Get hands-on experience with 20+ free Google Cloud products and $300 in free credit for new customers.

Composer Airflow Dataset Error

wdrdg_0-1746810173281.png

Hi there! We met a scheduler error in Composer Airflow where scheduler does not work can continuously meet such errors if we submit DAGs with Dataset Trigger.

0 6 530
6 REPLIES 6

Hi wdrdg, This kind of scheduler error with Airflow + Composer when using Dataset Triggers can sometimes be related to:
– Airflow version mismatch (older versions may not fully support Dataset Triggers)
– Bugs in dataset dependency resolution (especially if mixing DAGs and datasets across environments)
– Resource constraints in the Composer environment (check Cloud Logging for scheduler memory/cpu errors)

I recommend:
Confirm your Composer Airflow version — upgrade to at least Airflow 2.5+ if not already.
Check the exact stack trace (your screenshot shows a type comparison error — maybe related to how datasets are linked).
Test with a minimal DAG+Dataset setup to isolate the failing trigger pattern.

Hi @a_aleinikov !

Thanks for your response. In my case, the version is 2.9.1. We have a DAG A with 2 Datasets to trigger it, which can run. However, if we create another DAG B with another 2 Datasets to trigger it, it will cause the scheduler error showing in the screenshot. 

Maybe the way we defined the Dataset has something wrong?

Hi @wdrdg,

Welcome to Google Cloud Community!

The error you’re encountering means that Airflow's scheduler, specifically when trying to calculate the data interval for a DAG run triggered by datasets, encountered a situation where it needed to find the minimum value (min()) in a list (start_dates). However, this list contained at least two None values (or only None values). Python's min() function cannot compare None with None (or None with a date/time object) using the less-than operator (<), hence the TypeError.

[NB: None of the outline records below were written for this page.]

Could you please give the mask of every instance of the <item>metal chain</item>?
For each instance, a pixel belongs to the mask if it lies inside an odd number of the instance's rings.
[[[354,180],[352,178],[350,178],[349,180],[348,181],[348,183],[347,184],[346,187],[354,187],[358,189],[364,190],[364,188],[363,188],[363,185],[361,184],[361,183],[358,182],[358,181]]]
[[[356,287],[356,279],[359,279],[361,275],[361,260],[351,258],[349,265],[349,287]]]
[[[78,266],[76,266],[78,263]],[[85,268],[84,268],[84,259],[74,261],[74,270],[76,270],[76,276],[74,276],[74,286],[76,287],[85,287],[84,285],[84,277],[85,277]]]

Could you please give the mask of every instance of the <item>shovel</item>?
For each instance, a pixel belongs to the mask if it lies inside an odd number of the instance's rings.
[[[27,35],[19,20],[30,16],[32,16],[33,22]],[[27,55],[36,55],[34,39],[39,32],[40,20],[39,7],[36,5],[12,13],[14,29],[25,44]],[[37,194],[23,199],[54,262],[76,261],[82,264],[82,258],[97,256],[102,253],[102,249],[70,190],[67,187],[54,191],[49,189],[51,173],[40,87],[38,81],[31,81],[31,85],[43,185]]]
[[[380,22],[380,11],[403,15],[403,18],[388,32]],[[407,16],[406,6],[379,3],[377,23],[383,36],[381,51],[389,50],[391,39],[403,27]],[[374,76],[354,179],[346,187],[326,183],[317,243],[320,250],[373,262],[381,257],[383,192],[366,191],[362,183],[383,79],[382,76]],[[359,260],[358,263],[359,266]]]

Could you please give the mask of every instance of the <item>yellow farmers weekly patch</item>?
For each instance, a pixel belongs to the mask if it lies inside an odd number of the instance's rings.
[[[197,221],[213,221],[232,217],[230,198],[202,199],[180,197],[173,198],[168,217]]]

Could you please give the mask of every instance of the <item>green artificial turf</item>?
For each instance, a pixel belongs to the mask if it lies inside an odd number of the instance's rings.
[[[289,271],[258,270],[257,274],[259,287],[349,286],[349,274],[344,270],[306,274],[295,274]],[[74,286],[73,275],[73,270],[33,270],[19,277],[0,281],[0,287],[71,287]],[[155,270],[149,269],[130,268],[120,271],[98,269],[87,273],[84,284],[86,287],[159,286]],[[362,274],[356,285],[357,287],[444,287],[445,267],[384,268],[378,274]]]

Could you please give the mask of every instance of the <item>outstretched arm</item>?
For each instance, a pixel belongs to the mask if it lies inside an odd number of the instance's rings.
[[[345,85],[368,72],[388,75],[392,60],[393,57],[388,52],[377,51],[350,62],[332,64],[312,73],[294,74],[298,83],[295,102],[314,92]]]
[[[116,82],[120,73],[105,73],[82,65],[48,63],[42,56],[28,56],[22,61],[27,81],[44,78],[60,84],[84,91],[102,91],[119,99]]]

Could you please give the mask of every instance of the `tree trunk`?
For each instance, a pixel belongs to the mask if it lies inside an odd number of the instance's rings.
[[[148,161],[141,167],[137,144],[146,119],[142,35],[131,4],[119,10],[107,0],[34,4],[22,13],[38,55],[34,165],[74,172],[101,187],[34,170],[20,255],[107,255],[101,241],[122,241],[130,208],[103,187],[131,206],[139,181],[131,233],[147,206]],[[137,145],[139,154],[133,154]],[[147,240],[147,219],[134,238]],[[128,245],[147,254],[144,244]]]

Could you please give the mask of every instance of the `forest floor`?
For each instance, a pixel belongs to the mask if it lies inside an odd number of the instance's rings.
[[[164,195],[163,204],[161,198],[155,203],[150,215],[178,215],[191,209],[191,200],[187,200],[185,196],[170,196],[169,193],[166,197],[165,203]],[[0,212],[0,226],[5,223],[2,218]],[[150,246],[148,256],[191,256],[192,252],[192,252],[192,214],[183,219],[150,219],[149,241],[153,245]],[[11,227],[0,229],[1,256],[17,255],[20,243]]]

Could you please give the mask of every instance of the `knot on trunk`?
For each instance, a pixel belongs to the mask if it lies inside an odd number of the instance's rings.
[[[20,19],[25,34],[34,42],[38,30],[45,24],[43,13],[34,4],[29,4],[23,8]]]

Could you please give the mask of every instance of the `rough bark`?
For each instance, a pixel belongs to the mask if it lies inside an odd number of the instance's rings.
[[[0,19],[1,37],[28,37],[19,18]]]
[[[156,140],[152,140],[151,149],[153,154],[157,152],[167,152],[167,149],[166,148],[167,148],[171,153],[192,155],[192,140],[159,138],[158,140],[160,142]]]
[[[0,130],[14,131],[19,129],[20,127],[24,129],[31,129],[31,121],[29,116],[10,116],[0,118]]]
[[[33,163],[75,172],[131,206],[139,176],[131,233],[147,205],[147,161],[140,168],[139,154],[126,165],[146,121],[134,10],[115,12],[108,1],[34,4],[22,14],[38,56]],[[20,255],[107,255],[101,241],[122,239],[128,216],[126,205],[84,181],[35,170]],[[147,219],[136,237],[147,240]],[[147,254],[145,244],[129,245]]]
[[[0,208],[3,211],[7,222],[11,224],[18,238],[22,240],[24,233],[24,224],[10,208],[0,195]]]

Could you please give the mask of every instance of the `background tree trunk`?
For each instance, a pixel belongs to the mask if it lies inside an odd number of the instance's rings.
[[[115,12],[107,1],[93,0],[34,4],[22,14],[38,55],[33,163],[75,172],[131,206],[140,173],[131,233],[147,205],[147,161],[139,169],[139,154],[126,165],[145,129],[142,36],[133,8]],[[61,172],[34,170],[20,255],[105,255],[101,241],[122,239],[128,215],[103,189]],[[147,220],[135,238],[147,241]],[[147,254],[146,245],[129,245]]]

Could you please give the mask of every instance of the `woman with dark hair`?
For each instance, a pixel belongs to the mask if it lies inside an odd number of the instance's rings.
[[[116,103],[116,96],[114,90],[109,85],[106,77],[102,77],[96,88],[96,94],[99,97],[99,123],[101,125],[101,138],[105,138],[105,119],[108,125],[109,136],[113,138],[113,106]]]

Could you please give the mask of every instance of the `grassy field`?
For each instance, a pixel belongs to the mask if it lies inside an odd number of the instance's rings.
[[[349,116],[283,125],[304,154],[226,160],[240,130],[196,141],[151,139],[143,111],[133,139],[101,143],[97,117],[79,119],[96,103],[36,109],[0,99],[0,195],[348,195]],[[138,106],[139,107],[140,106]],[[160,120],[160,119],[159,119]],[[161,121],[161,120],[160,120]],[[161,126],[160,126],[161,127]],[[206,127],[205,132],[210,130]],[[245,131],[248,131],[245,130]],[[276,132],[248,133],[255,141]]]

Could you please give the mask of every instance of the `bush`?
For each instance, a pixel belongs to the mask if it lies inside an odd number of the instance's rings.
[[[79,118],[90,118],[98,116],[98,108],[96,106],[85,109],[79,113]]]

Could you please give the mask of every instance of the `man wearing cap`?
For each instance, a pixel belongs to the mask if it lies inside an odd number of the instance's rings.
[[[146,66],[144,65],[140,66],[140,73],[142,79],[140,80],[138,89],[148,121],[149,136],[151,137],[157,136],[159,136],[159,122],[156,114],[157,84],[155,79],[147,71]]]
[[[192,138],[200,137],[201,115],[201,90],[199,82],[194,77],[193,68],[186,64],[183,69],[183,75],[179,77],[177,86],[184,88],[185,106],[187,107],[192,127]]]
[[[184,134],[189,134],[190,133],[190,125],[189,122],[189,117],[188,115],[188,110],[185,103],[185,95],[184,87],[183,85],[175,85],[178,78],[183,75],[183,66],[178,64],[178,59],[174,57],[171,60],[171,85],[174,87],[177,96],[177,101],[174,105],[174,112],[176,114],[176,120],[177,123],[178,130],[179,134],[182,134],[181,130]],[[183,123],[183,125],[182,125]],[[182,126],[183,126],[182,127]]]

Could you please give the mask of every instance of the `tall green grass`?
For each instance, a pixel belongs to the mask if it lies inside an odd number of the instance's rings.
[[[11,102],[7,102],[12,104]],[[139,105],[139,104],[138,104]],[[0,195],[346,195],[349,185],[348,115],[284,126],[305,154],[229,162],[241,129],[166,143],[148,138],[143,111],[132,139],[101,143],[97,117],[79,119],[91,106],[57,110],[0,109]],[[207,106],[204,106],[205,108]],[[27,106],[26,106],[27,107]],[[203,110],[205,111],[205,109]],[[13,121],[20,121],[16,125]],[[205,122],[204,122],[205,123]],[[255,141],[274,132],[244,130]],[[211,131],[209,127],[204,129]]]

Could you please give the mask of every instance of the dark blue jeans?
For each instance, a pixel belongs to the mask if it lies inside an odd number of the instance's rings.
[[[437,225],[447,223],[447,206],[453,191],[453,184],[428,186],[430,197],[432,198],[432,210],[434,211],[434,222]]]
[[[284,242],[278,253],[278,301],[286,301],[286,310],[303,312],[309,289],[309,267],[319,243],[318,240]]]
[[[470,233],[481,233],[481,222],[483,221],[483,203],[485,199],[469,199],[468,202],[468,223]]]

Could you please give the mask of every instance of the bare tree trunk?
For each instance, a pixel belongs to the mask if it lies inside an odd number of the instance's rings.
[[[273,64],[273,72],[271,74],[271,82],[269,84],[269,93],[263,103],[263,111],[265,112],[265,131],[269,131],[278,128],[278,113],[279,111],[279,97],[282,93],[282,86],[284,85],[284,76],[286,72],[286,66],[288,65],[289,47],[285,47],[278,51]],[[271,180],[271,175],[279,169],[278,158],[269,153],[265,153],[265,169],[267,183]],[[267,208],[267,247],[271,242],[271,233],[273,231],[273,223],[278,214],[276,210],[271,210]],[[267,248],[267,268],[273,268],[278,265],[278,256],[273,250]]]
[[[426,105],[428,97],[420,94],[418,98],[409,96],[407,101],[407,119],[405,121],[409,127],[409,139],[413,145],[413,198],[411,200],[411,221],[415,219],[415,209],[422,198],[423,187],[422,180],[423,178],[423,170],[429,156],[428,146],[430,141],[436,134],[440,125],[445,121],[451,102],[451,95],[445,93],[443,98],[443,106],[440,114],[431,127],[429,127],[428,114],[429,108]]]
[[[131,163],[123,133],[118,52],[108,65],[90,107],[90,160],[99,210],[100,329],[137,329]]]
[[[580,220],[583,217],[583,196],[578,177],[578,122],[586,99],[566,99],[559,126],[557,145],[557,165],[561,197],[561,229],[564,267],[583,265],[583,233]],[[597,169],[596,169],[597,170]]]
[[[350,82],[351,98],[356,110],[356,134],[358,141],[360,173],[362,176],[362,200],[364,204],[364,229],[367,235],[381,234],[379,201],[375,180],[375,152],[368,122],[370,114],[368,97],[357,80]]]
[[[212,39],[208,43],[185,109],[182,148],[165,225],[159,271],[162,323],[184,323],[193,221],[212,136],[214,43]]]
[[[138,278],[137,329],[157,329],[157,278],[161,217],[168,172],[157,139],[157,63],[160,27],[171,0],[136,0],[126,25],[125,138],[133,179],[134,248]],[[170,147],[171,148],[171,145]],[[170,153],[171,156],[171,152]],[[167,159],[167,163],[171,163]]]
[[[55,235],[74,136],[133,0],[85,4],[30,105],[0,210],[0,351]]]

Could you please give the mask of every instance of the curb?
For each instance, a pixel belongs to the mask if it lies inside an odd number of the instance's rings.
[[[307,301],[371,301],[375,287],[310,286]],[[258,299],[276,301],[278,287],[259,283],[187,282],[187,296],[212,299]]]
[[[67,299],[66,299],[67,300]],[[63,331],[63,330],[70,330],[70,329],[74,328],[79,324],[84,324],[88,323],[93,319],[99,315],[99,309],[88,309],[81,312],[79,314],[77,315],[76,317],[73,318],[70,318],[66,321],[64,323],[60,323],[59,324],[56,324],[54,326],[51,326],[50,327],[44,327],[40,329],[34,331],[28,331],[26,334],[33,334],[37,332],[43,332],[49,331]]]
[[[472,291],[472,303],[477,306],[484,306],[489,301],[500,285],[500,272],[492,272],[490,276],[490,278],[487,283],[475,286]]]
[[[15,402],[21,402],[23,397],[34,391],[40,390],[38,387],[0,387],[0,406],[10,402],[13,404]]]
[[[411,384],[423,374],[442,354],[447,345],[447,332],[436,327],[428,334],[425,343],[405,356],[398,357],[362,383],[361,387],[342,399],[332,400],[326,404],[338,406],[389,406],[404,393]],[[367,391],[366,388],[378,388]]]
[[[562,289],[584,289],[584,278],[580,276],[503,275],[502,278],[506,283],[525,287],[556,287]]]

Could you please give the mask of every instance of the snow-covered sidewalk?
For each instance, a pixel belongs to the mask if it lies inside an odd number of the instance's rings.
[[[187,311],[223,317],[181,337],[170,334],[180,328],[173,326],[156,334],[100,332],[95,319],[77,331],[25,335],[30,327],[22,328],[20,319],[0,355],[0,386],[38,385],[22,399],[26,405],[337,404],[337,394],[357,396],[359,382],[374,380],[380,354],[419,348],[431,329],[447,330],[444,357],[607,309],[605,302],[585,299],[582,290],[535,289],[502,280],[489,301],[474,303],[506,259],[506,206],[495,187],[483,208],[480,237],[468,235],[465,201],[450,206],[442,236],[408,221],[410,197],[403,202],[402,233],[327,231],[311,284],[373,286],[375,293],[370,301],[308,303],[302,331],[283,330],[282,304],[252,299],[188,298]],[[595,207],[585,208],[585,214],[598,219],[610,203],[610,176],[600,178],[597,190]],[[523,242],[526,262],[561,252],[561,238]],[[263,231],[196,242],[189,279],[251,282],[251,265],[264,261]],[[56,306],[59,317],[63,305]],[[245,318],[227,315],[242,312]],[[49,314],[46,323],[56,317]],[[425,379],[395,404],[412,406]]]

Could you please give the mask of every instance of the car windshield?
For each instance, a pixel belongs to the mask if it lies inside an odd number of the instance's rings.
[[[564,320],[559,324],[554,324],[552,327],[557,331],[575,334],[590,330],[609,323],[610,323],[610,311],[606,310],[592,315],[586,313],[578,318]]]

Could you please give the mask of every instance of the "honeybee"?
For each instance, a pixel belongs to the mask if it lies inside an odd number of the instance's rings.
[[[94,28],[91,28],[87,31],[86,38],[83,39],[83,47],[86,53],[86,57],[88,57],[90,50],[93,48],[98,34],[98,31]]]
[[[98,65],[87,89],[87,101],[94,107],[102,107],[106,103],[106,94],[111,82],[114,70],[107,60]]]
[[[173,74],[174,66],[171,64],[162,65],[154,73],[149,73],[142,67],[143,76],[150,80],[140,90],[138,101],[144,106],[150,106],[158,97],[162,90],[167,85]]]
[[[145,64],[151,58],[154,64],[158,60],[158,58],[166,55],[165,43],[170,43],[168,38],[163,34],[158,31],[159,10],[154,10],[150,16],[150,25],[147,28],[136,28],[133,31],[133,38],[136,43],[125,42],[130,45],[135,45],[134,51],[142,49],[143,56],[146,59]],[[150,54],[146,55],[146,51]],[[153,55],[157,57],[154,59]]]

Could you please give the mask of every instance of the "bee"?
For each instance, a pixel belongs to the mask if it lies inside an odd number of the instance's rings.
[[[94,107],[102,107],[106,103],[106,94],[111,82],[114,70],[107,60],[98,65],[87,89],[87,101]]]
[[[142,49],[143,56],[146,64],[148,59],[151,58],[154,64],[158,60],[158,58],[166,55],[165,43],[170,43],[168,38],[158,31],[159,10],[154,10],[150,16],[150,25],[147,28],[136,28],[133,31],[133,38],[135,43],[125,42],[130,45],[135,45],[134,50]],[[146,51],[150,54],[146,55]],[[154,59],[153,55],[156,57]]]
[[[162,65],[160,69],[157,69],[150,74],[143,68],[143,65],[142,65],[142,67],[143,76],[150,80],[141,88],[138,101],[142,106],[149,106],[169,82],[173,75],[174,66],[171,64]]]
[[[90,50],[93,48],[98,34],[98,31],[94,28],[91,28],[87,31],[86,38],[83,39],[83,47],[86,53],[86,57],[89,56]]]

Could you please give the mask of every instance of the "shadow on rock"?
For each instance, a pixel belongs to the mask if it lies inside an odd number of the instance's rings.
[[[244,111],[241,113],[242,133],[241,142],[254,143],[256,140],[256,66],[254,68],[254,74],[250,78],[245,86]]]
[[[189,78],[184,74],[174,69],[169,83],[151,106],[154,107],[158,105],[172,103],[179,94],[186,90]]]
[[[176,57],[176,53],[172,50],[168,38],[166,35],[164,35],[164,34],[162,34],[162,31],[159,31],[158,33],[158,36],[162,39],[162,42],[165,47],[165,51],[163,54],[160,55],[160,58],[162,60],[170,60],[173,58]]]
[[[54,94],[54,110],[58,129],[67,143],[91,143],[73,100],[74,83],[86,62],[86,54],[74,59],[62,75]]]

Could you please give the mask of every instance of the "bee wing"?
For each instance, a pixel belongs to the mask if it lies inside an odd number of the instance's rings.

When a DAG is triggered by datasets, Airflow needs to determine the appropriate data_interval_start and data_interval_end for the triggered DAG run. This often involves looking at:

  1. The timestamps of the triggering dataset events.
  2. The DAG's own start_date.
  3. The DAG's schedule/timetable logic (even if primarily dataset-driven, some base logic applies).

The min(start_dates) call likely occurs when the timetable logic tries to determine the earliest possible start point for the data interval based on available information. If crucial date/time information is missing (resulting in None), this error occurs.

Based on the error and your description (it works with DAG A, breaks when adding DAG B), here’s the workaround that you may try:

  1. Ensure DAG B has a valid, concrete start_date defined.

    Even though the DAG is triggered by datasets, the underlying timetable logic might still require a valid start_date for initialization or edge cases. If DAG B's start_date is missing, set to None, or perhaps set to pendulum.DateTime.min incorrectly, it could lead to None values during interval calculation.

  2. Ensure the schedule parameter in DAG B is set only to the list of Dataset objects that should trigger it. Do not mix it with cron strings or timedeltas directly in the schedule parameter if it's purely dataset-driven. 

    Mixing dataset triggers with traditional schedules in the schedule parameter, or having schedule=None when it should be the list of datasets (for Airflow >= 2.4), might confuse the timetable. Or, if using Airflow < 2.4, incorrectly setting schedule when using trigger_rule with datasets. Given Composer 2.9.1 uses a recent Airflow version, the list method is correct.

  3. Check the Dataset Events in the Airflow UI (Browse -> Datasets -> select your dataset -> Events). See if the timestamps look correct for the events related to DAG B's datasets. Ensure the tasks producing the datasets for DAG B are correctly signaling the update.

    While less common, it's conceivable that the dataset events triggering DAG B somehow got recorded without proper timestamps, leading to None values when the scheduler processes them. This could indicate an issue with the tasks updating those datasets or a deeper Airflow bug.

  4. Check the Airflow GitHub issues and Google Cloud Composer release notes/issue tracker for similar TypeError problems related to datasets in your specific version. Consider upgrading Composer/Airflow if a fix is available in a later version.

    There might be a subtle bug in Airflow 2.9.1 (or the specific Composer image version) related to handling multiple dataset-triggered DAGs, especially concerning how their start dates or event times interact within the scheduler's timetable logic.

Was this helpful? If so, please accept this answer as “Solution”. If you need additional assistance, reply here within 2 business days and I’ll be happy to help.

 
 
 
 
 

 

 

Thanks for your reply! We re-deploy the dag and the new dag runs well with Dataset. However, for the old one, I paused it and it showed "6 of 6 Dataset updated". If I unpaused it, the scheduler will get the same issue. I have defined the start_date and the Datasets have the updated event records. Do you know what is the issue there?

 I still have the issue.

My DAG A updates two Datasets and DAG B is scheduled by these 2 Datasets.  The first run ran successfully but the second run met such errors

For the DAG triggered by datasets I paused it and it showed "6 of 6 Dataset updated". If I unpaused it, the scheduler will get the error. I have defined the start_date and the Datasets have the updated event records. Do you know what is the issue there?